Google: $30 EPS Possible for 2010

| About: Alphabet Inc. (GOOG)

Google (NASDAQ:GOOG) should report 2Q09 earnings sometime in the second week of July, and although I would not aggressively chase the stock at these levels, the bar versus consensus, once again, appears easy to beat.

I aggressively accumulated shares in the stock around the $250-$275 levels late last year, when all was doom and gloom for the stock, but have taken profits along the way as the market rebounded and Google’s stock rebounded along with it. However, my work shows that the model has upside and we could see another 20%-plus appreciation in the shares from current trading levels. Further, if under the new cost conscious CFO, margins improve meaningfully, then we could see a clean $30 Adj. EPS figure in 2010, which would imply a $600 share price.

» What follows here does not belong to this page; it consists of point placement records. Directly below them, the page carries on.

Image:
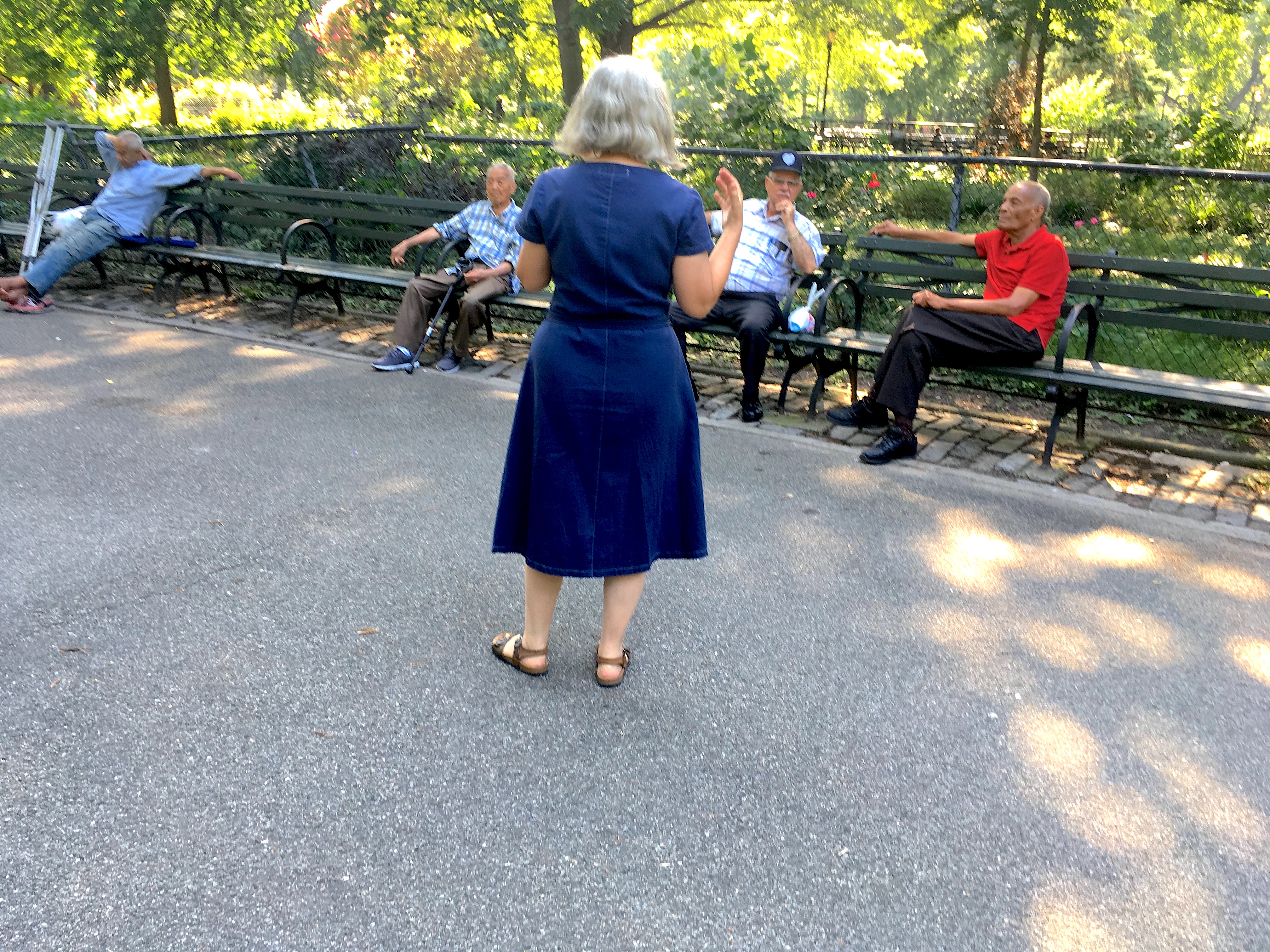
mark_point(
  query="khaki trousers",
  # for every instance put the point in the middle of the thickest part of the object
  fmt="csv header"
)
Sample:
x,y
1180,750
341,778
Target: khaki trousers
x,y
421,300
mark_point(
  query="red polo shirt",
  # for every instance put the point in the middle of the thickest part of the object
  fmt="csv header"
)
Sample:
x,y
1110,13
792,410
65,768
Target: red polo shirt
x,y
1038,264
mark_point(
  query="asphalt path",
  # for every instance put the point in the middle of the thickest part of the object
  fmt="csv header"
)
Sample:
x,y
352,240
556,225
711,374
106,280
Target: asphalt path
x,y
900,709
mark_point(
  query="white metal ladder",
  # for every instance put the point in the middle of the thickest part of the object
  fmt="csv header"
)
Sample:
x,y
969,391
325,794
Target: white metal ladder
x,y
43,190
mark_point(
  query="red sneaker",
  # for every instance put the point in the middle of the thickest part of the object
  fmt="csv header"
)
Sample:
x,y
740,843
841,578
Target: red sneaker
x,y
28,306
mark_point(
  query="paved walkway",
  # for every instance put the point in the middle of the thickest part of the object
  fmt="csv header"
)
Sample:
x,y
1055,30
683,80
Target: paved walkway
x,y
248,701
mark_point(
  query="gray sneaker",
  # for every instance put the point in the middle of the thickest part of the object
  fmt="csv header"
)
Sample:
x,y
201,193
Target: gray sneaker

Consensus has Google delivering $4.031 billion in revenues in 2Q09, up 3.5% YoY but down 1% QoQ, $2.48 billion in EBITDA (61.7% margin), and $5.03 in Adjusted EPS.

My own model has Google reporting $3.993 billion in revenues (+3% YoY, -2% QoQ), $2.485 billion in EBITDA (62.2% margin), and $4.99 in Adjusted EPS. My revenue numbers are based on 15% YoY growth in paid leads and a 13% YoY decline in CPCs, with modest support from YouTube, CPM based revenues, and Licensing/Other revenues. The model assumes a less negative $375 million YoY FX impact and that Google is able to hedge $135 million of that figure for a net $241 million negative FX impact. The wildcard is the actual cost of the hedge, which shows up below operating income, and is difficult to predict.

Another is the bonus accrual which is also difficult to predict. Both could lead to variability in the EPS report. Excluding those items, I believe Google’s new found cost disciple under the new CFO Patrick Pichette, should lead to significant margin improvement that is likely to start showing up this quarter. Supporting my thinking is a reduction in the growth rate of employee expenses due to the slowed hiring rate, less depreciation and some operating costs due to lower capex spending, removal of FX headwinds if the dollar goes into a tailspin due to the heavy stimulus spending (see my 2009 predictions), and tempering of the discretionary costs in the model.

Another positive is that commentary from several search engine marketers are suggesting that search ad spending is starting to pick up again.

Google continued to gain market share in online search in the first two months of the quarter but I am keeping an eye on the market share numbers for June and what it shows for the impact of Bing. Google has an enormous lead at 65% share in the U.S. but it is quite possible for them to lose some share if Bing’s recent gains are sustainable. Most pundits like Bing but think the share gains are temporary, with some pointing to the quick share gains after cashback was announced. Microsoft (NASDAQ:MSFT) gave back the share gains after the hype from cashback abated.

Others are thinking that the share gains from Bing will come at the expense of Yahoo (NASDAQ:YHOO) rather than Google. In my own experience, I used Bing for a few days aggressively after the launch but I am now back to Google. I consider myself an average search user so my experience could be telling. Nonetheless, I am refusing to write-off the beast from Redmond and I am taking a wait and see approach.

The shares are currently trading at 20x 2009 EPS compared to Yahoo!, which is trading at 40x 09, Amazon at 50x 09, eBay at 12x 09, and IAC at 40x 09. Thus relative to peers, the shares are attractive. I have Google generating $24.13 in Adjusted EPS in 2010 based off 10% growth in paid leads and 1.5% growth in CPC. If the economy recovers in 2010 and the non-FX component of the CPC declines experience over the past quarters proves cyclical rather than secular, then my CPC estimate will increase and my EPS estimate will likely shoot past $25. If I use Google’s current trading multiple and apply it to the 2010 EPS estimate, then I am looking at a stock worth $500 for another 20% upside. My DCF values the shares at $508 based on a WACC of 9.5% and a 3% terminal growth rate (16x terminal multiple). If the margin benefits discussed above are realized then it is not unrealistic to see a $30 Adj. EPS number in 2010, which would imply a $600 share price.

A quick note on YouTube. My work shows that the online video site is on track to generate $185 million in revenues in 2009 and grow to $250 million in 2010. While I believe the site is unprofitable, recent loss estimates by Wall Street analysts are too aggressive principally because they are missing the fact that YouTube’s costs are spread across Google’s operating infrastructure.